As an architect, we ask three critical questions when choosing a file format:

  1. What is the type of data? (Structured, semi-structured, or unstructured).
  2. Which applications and services will read, write, and process the data?.
  3. Should the data files be readable by humans, or optimized for efficient storage and processing?.

📝 1. The Language Everyone Speaks: Common Formats

These formats are special because they are "human-readable".

  • Delimited Text Files (CSV/TSV): This is the common language of the data world. Fields are separated by commas (CSV) or tabs (TSV), and rows end with a new line. It is the best choice if you need wide support from many applications.
  • JSON (JavaScript Object Notation): A ubiquitous format for modern systems. It uses a hierarchical document schema to define objects with multiple attributes. It is very flexible for both structured and semi-structured data.
  • XML (Extensible Markup Language): A popular format from the 90s and 2000s. It defines elements and attributes using tags (<../>). It is more verbose than JSON but still used by some systems.
  • BLOB (Binary Large Object): All files are actually stored as binary data (1's and 0's). We use the term BLOB for raw binary data like images, video, audio, and documents that do not have a specific structure.

🚀 2. The Architect's Secret Weapons: Optimized Formats

In the Big Data world, human readability is replaced by performance and compression. These formats use special indexing and storage techniques to reduce processing times significantly.

🛰️ Avro (Row-based)

Created by Apache, this is a row-based format.

  • Each record contains a JSON header that describes the structure of the data.
  • The data itself is stored as binary information, which minimizes storage and network bandwidth needs.

🏛️ ORC (Optimized Row Columnar)

Developed by HortonWorks to optimize read and write operations in Apache Hive.

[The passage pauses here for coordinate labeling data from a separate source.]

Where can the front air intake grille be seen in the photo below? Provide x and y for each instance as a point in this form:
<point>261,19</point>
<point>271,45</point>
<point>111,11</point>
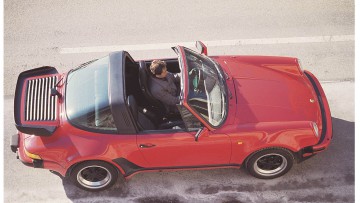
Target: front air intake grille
<point>40,105</point>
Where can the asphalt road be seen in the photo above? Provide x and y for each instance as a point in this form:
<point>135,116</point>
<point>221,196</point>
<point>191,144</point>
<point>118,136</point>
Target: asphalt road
<point>36,32</point>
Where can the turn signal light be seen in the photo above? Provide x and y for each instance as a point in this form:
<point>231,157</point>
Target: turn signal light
<point>33,156</point>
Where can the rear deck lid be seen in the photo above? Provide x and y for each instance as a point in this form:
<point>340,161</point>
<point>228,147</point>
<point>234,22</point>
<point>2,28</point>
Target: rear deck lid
<point>35,110</point>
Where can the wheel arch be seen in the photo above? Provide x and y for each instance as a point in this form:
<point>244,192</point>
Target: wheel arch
<point>119,170</point>
<point>248,156</point>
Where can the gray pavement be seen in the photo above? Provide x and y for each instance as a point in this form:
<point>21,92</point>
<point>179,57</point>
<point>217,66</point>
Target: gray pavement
<point>35,31</point>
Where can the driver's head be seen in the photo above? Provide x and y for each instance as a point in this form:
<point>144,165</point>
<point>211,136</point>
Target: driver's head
<point>158,68</point>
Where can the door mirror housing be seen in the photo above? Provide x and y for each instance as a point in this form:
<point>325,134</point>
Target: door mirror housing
<point>201,47</point>
<point>201,132</point>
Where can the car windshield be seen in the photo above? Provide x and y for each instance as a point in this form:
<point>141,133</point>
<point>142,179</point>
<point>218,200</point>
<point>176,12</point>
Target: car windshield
<point>87,100</point>
<point>207,90</point>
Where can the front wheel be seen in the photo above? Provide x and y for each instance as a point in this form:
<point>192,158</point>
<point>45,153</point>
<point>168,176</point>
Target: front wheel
<point>270,163</point>
<point>94,175</point>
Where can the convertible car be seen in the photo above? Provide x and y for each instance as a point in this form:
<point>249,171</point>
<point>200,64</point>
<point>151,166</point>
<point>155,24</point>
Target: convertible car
<point>99,123</point>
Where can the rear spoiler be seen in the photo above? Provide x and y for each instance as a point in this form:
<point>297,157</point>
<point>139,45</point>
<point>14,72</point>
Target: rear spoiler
<point>41,126</point>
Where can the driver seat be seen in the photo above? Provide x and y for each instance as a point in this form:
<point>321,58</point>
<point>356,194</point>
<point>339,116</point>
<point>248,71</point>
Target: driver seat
<point>144,80</point>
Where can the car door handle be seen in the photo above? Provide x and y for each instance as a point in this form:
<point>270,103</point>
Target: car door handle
<point>146,145</point>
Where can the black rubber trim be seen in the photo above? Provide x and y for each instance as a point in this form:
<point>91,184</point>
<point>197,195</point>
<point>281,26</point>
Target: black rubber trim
<point>130,168</point>
<point>323,114</point>
<point>31,129</point>
<point>36,163</point>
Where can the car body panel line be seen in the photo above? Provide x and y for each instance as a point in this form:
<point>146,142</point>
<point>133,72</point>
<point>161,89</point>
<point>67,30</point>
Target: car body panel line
<point>131,168</point>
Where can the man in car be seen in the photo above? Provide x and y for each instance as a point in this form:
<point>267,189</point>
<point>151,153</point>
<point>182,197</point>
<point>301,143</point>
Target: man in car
<point>164,86</point>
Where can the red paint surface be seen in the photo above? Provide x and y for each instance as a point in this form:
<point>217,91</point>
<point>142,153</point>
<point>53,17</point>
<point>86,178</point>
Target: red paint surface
<point>270,107</point>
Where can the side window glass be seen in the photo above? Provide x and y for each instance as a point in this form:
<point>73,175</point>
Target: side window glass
<point>191,122</point>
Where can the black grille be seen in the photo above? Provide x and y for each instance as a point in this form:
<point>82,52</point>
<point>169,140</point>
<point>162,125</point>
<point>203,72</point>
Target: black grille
<point>40,105</point>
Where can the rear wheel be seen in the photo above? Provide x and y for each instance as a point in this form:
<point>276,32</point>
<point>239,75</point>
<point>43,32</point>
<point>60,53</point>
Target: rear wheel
<point>94,175</point>
<point>270,163</point>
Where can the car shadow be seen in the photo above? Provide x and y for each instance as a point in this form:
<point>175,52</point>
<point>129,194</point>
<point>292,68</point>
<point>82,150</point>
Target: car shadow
<point>332,168</point>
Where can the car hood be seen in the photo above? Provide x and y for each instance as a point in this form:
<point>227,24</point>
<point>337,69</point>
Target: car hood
<point>270,89</point>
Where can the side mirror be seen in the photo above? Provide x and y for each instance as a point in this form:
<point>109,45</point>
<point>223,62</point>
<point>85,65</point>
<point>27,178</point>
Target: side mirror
<point>201,132</point>
<point>201,47</point>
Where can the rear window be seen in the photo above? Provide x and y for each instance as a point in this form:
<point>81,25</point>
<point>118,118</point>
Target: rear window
<point>87,100</point>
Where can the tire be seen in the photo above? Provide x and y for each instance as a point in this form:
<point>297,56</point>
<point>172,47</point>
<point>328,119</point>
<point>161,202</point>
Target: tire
<point>270,163</point>
<point>94,175</point>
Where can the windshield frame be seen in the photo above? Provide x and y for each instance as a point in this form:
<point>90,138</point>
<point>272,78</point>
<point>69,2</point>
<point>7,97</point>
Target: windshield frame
<point>222,78</point>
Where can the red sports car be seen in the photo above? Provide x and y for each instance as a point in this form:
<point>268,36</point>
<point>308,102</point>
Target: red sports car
<point>99,122</point>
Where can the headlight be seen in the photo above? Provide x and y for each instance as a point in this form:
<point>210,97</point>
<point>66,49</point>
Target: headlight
<point>30,155</point>
<point>315,128</point>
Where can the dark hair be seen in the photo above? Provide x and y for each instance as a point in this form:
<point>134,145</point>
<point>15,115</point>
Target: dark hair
<point>157,67</point>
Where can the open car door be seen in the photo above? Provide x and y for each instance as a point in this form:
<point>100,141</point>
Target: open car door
<point>203,92</point>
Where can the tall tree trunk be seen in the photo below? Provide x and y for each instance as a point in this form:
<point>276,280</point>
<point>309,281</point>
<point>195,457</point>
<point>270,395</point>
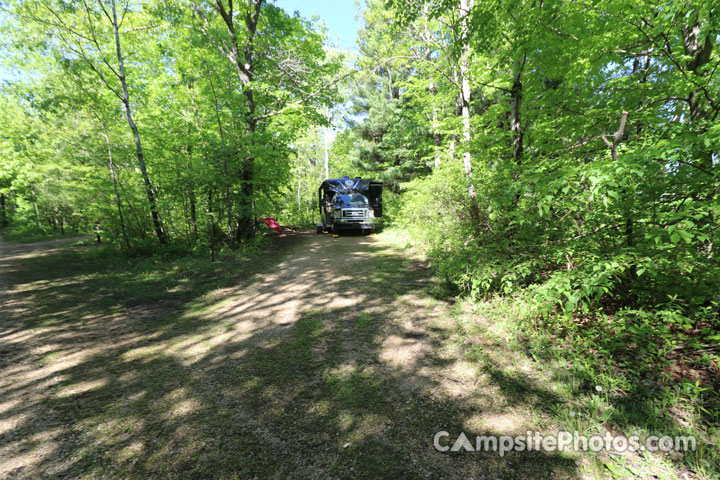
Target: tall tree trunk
<point>157,224</point>
<point>516,93</point>
<point>228,197</point>
<point>3,211</point>
<point>244,65</point>
<point>113,176</point>
<point>465,6</point>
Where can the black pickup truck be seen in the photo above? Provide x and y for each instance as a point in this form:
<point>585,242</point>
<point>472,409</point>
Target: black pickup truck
<point>349,204</point>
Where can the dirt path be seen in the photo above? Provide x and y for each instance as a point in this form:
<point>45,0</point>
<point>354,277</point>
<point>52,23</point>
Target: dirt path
<point>333,360</point>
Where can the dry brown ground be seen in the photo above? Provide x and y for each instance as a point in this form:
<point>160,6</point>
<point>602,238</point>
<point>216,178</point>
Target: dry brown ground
<point>333,358</point>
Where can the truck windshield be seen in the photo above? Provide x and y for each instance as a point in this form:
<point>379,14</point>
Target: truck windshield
<point>351,199</point>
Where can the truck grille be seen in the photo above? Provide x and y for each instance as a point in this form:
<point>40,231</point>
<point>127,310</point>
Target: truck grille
<point>347,213</point>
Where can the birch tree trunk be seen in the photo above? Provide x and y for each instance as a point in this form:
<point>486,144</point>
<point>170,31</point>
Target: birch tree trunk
<point>157,224</point>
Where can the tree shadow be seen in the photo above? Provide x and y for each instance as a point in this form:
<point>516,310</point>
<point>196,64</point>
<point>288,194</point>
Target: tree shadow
<point>320,362</point>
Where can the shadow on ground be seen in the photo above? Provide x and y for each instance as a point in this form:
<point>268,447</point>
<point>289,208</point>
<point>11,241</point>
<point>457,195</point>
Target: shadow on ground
<point>327,360</point>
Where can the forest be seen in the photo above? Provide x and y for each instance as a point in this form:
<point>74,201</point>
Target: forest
<point>559,158</point>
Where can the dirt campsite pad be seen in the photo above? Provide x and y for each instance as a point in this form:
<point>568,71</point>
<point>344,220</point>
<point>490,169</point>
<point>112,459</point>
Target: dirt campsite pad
<point>332,358</point>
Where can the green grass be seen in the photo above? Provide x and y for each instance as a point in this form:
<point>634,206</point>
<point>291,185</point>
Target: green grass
<point>588,393</point>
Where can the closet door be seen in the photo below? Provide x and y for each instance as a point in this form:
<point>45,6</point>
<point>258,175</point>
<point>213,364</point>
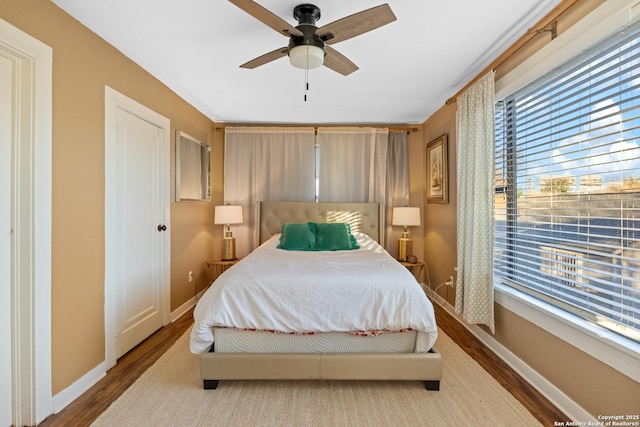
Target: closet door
<point>136,224</point>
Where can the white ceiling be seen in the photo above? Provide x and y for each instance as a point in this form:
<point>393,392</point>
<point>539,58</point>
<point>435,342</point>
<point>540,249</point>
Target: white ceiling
<point>408,68</point>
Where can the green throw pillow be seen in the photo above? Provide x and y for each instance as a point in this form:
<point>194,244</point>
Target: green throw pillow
<point>334,237</point>
<point>298,236</point>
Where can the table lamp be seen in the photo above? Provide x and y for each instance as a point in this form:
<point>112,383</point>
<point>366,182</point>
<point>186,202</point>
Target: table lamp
<point>405,216</point>
<point>227,215</point>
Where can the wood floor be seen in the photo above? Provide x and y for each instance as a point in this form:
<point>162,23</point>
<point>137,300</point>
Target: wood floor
<point>84,410</point>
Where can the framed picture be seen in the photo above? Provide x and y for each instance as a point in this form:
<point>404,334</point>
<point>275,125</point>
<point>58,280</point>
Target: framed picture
<point>437,171</point>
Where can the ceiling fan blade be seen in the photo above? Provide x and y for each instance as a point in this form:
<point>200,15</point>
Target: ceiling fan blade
<point>356,24</point>
<point>266,17</point>
<point>267,57</point>
<point>338,62</point>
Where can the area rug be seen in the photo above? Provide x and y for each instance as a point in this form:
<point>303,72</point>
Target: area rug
<point>170,394</point>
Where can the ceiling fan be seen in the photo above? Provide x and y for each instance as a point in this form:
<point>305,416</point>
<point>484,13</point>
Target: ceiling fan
<point>308,45</point>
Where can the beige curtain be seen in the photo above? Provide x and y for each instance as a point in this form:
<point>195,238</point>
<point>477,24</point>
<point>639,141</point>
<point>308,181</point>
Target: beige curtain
<point>266,163</point>
<point>475,189</point>
<point>397,185</point>
<point>353,164</point>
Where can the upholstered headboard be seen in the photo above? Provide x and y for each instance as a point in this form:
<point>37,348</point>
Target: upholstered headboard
<point>363,217</point>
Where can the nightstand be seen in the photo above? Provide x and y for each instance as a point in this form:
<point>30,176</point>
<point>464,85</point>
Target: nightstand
<point>416,268</point>
<point>219,266</point>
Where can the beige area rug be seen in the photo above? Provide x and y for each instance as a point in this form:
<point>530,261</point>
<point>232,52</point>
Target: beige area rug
<point>170,394</point>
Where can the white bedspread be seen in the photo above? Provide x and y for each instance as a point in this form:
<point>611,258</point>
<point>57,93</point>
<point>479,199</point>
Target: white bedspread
<point>291,291</point>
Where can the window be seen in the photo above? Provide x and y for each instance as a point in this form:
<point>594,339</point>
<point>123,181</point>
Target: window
<point>567,198</point>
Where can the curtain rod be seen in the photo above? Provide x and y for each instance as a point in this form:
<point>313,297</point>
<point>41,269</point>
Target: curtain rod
<point>546,24</point>
<point>408,130</point>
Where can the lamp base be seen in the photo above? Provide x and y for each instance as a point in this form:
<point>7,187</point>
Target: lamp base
<point>229,248</point>
<point>405,248</point>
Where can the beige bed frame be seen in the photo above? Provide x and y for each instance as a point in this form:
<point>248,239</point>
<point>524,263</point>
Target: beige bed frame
<point>364,217</point>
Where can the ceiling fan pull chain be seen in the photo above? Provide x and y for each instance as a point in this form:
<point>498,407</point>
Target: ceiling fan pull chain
<point>306,83</point>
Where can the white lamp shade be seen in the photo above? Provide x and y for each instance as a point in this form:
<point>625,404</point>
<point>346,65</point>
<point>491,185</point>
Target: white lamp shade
<point>306,56</point>
<point>406,216</point>
<point>228,214</point>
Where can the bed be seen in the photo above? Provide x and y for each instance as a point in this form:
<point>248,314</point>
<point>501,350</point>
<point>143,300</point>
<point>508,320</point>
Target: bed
<point>265,337</point>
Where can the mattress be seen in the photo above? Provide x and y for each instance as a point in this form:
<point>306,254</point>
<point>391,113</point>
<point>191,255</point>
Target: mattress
<point>296,292</point>
<point>229,340</point>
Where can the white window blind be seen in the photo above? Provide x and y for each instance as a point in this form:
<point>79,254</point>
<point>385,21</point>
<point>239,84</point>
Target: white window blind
<point>567,173</point>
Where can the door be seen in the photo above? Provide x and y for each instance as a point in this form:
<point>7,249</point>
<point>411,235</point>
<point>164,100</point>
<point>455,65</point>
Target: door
<point>6,395</point>
<point>140,232</point>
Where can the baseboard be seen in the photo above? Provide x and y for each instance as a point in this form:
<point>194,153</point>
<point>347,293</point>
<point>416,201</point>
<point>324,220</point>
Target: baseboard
<point>75,390</point>
<point>88,380</point>
<point>556,396</point>
<point>184,308</point>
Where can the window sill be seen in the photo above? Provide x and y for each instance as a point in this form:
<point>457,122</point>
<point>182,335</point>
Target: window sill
<point>611,349</point>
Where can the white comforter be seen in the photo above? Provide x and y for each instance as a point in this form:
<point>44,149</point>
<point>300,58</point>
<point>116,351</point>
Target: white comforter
<point>290,291</point>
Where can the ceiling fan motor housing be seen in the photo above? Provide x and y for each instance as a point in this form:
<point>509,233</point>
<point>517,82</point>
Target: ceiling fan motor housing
<point>313,55</point>
<point>306,14</point>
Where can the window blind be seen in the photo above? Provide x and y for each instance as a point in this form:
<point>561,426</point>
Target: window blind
<point>567,175</point>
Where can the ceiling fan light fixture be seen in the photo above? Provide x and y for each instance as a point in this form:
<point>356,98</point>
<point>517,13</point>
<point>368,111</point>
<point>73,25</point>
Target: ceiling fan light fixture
<point>306,56</point>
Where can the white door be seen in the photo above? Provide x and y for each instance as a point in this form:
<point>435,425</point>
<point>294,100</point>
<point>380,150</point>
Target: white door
<point>6,395</point>
<point>140,230</point>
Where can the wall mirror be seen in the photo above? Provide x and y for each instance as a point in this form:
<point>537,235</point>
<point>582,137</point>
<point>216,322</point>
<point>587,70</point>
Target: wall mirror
<point>193,173</point>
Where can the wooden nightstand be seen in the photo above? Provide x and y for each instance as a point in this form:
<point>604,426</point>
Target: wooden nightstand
<point>416,268</point>
<point>219,267</point>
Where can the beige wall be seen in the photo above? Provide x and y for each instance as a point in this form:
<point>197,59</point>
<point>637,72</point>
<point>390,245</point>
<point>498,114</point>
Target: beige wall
<point>596,387</point>
<point>82,65</point>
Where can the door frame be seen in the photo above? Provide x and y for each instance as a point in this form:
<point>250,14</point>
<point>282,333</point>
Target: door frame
<point>113,102</point>
<point>31,218</point>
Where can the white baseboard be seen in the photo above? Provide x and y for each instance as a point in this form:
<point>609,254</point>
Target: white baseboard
<point>71,393</point>
<point>180,311</point>
<point>88,380</point>
<point>556,396</point>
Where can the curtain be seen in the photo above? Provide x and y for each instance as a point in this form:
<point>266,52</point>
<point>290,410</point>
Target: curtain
<point>266,163</point>
<point>475,188</point>
<point>353,164</point>
<point>397,193</point>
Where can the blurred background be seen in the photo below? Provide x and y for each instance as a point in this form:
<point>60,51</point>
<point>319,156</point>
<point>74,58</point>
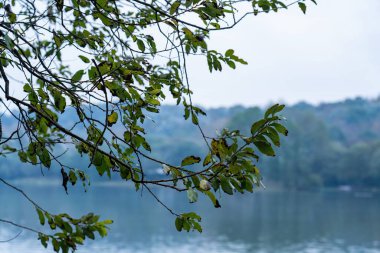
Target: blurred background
<point>322,189</point>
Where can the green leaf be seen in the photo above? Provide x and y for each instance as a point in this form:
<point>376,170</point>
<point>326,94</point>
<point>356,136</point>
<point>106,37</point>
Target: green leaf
<point>45,157</point>
<point>213,199</point>
<point>257,125</point>
<point>204,185</point>
<point>302,7</point>
<point>112,118</point>
<point>77,76</point>
<point>280,128</point>
<point>41,216</point>
<point>174,7</point>
<point>141,45</point>
<point>226,186</point>
<point>229,53</point>
<point>84,59</point>
<point>264,148</point>
<point>179,223</point>
<point>208,159</point>
<point>192,195</point>
<point>190,160</point>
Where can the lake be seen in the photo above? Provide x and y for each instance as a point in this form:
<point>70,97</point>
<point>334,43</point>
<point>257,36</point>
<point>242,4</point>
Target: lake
<point>265,221</point>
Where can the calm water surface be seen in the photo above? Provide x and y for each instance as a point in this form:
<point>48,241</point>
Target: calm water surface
<point>265,221</point>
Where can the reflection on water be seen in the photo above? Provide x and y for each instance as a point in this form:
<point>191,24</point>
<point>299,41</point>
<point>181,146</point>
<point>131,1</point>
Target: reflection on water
<point>261,222</point>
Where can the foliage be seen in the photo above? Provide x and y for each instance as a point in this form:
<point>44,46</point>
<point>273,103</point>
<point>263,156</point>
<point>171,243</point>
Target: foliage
<point>330,145</point>
<point>130,56</point>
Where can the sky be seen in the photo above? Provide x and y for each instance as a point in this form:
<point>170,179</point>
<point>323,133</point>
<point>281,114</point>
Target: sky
<point>329,54</point>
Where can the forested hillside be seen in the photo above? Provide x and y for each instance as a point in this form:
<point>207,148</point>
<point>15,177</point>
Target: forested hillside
<point>328,145</point>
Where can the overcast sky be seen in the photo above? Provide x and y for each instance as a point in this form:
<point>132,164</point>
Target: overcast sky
<point>329,54</point>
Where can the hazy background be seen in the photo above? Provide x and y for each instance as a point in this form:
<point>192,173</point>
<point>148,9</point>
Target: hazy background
<point>331,53</point>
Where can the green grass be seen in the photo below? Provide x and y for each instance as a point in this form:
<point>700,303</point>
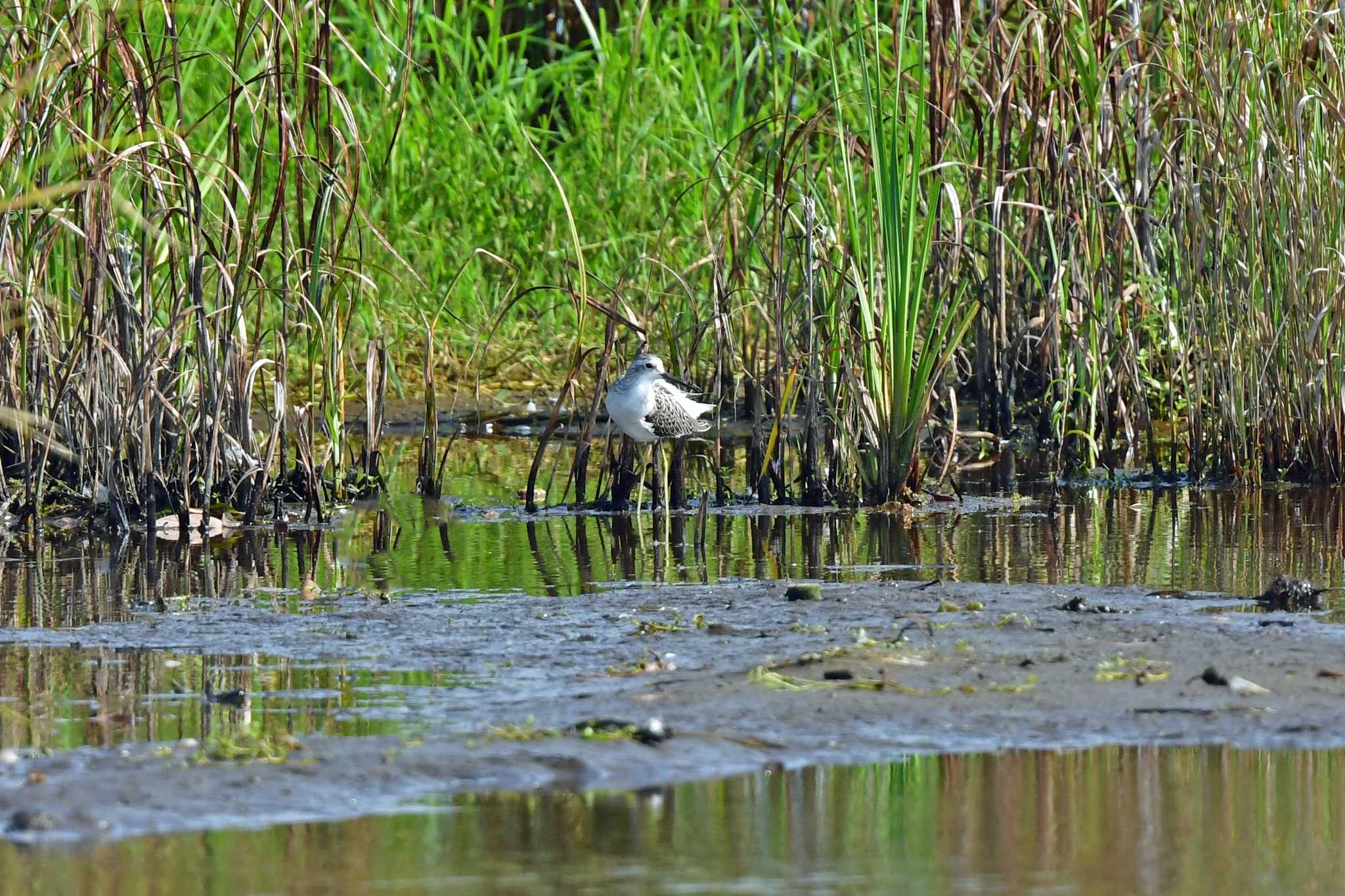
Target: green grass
<point>1139,210</point>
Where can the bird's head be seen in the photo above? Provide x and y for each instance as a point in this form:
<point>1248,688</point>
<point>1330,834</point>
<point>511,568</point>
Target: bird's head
<point>650,367</point>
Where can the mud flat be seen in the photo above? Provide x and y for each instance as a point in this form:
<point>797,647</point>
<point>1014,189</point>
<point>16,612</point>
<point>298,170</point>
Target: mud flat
<point>740,676</point>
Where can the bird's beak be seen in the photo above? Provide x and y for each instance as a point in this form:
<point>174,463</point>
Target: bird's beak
<point>681,385</point>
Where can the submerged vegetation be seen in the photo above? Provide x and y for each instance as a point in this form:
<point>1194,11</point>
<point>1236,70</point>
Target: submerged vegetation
<point>1116,228</point>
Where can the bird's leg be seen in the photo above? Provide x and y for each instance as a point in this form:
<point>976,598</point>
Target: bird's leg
<point>639,489</point>
<point>663,486</point>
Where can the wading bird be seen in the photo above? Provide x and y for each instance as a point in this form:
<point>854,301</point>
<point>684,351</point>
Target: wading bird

  • It organizes data into columns rather than rows.
  • An ORC file contains stripes of data. Each stripe includes an index, the data for each row, and a footer with statistical information (count, sum, max, min).

💎 Parquet (Columnar)

Created by Cloudera and X, this is another powerful columnar data format.

  • It stores data for each column together in row groups.
  • The biggest strength is Metadata. An application can use this metadata to quickly find the correct chunk of data and read only the specified columns.
  • It is very efficient at storing and processing nested data types.

Important Note: You should choose Avro if you are writing data from a constant stream (streaming); however, you should choose Parquet for complex analysis and reporting on massive datasets.